Author: Dr. Michael Chase
A recent post dealt with the flaw in ACORN-SAT that it makes the erroneous assumption that all step changes in temperature arise from persistent non-climatic influences. This post illustrates a potential “false alarm” problem with the detection of step changes, that often occur when there is heavier than average rainfall at a weather station. It looks like the algorithms are responding to a transient (several years) cooling of daily maximum temperatures associated with the rainfall and its aftermath, and the analysts are not removing those false detections. Correcting the data for those false alarms cools all years before the event, but the correct thing to do is to make no corrections at all.

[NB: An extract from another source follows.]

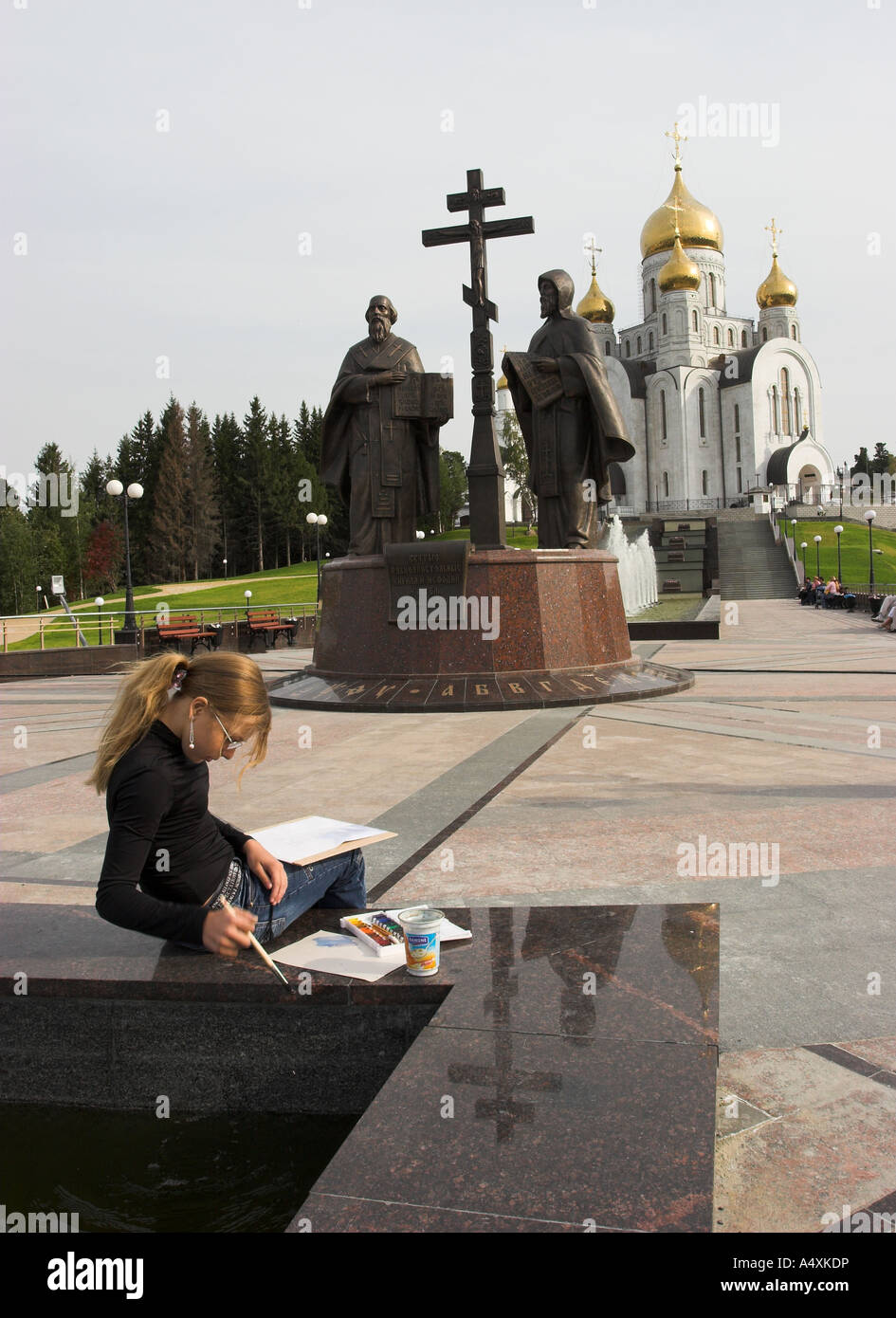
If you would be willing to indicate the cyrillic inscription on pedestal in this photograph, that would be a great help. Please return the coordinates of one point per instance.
(438, 568)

The following figure shows rainfall and Tmax data from interior Queensland, an area which responds strongly to rainfall (and clouds), with drops in temperature when rainfall is higher than average:
The stations shown in the figure above are Richmond (red), Camooweal (cyan), Boulia (blue) and Longreach (black). Note how drops in temperature are associated with higher than average rainfall. ACORN-SAT gives a “statistical” step change for Richmond (red) in 1950, exactly when it has a peak in rainfall.

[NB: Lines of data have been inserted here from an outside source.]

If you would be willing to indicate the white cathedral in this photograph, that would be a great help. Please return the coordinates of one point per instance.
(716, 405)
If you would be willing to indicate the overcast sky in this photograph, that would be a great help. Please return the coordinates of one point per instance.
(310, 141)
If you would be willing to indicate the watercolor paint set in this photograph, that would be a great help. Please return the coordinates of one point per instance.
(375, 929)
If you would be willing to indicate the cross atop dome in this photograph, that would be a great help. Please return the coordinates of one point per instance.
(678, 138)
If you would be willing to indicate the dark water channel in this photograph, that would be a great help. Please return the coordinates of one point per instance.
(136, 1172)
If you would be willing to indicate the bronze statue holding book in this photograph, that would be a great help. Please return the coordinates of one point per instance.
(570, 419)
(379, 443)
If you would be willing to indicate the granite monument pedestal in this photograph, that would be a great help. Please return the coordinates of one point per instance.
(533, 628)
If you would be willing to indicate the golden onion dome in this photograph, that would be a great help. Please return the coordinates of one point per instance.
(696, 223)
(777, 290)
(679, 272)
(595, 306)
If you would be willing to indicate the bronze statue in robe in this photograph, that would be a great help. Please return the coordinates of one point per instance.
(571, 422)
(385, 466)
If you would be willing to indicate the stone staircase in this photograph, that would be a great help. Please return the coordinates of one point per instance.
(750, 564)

This post will be expanded later to show other examples of ACORN-SAT steps being linked to peaks in rainfall.
A feature of the algorithms that may be contributing to false detections is the use of 10 neighbouring stations to decide on the size of the step. Requiring 10 stations means that a majority of them may be in areas not affected by the local rise in rainfall. The use of medians to decide the size of the step then gives an inconsistency with the temperature change at the station being examined, crossing the threshold involved, and triggering a false detection.